A Fantastic Fest 2022 Review
When the first pandemic-set horror films started being announced in 2020, many of us collectively recoiled. At a time when COVID dominated every aspect of our lives, we wanted escapism, not a reminder of our grim reality. Sick is the exception that proves the rule, a wildly entertaining slasher film that, while inextricably linked to the pandemic, is more concerned with white-knuckle chase scenes than it is with epidemiology.
Sick takes place entirely on the 3rd of April, 2020, and this date is significant. We’re transported back to a time when stay-at-home orders had been issued across many locations, but the promise of a vaccine was still a long way off. The public knew enough about how the virus spread to sanitize and social distance, but unhelpful measures, like wiping down groceries, were still widespread.
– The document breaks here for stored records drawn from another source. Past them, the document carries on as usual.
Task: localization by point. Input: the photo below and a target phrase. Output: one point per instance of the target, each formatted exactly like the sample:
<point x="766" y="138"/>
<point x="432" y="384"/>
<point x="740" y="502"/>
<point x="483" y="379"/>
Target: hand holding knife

People wore masks in public, yet pulled them down to wipe their noses with their hands.
As such, Sick is something of a time capsule of a movie, capturing a very specific moment of fear and frustration, paranoia and hypocrisy. After a tense opening kill, the film introduces us to Parker (Gideon Adlon) and Miri (Bethlehem Million), college roommates who travel to the Parker family’s luxurious lake house to quarantine in style. Miri, a med student, is worried about catching COVID and passing it on to her father, but Parker seems far less concerned. Her privilege is showing, but Adlon’s performance is charming enough to make Parker likeable against the odds.
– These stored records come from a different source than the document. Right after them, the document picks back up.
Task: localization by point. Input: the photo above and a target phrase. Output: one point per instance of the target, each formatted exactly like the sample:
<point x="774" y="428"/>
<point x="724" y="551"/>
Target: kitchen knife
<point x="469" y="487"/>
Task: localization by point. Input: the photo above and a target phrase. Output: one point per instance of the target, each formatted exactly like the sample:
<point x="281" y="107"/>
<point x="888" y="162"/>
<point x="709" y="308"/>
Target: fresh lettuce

Sick was directed by John Hyams and written by Kevin Williamson, who also wrote the first two Scream movies. Williamson’s knack for crafting killer chase scenes hasn’t dulled in the intervening years, with his script managing to keep the location fresh despite the isolated setting. Characters tear through the house at breakneck speed, crashing out into the woods, escaping onto the lake, and scrambling through windows and across rooftops. They also make the kind of smart decisions that are all too rare in slasher films, like at least attempting to drive away after their tyres are slashed.
These elements make Sick feel fresh in the same way that Scream did back in 1996, despite Williamson dipping into his old box of tricks from time to time. His signature vein of humour runs through the film, but that doesn’t make the kills any less brutal.
The ending is sure to be divisive, and when you learn the motivation behind the attacks, early scenes of characters receiving creepy texts feel out of place. But overall, Sick is a fast, fun thrill ride that’s guaranteed to make you wince at least once.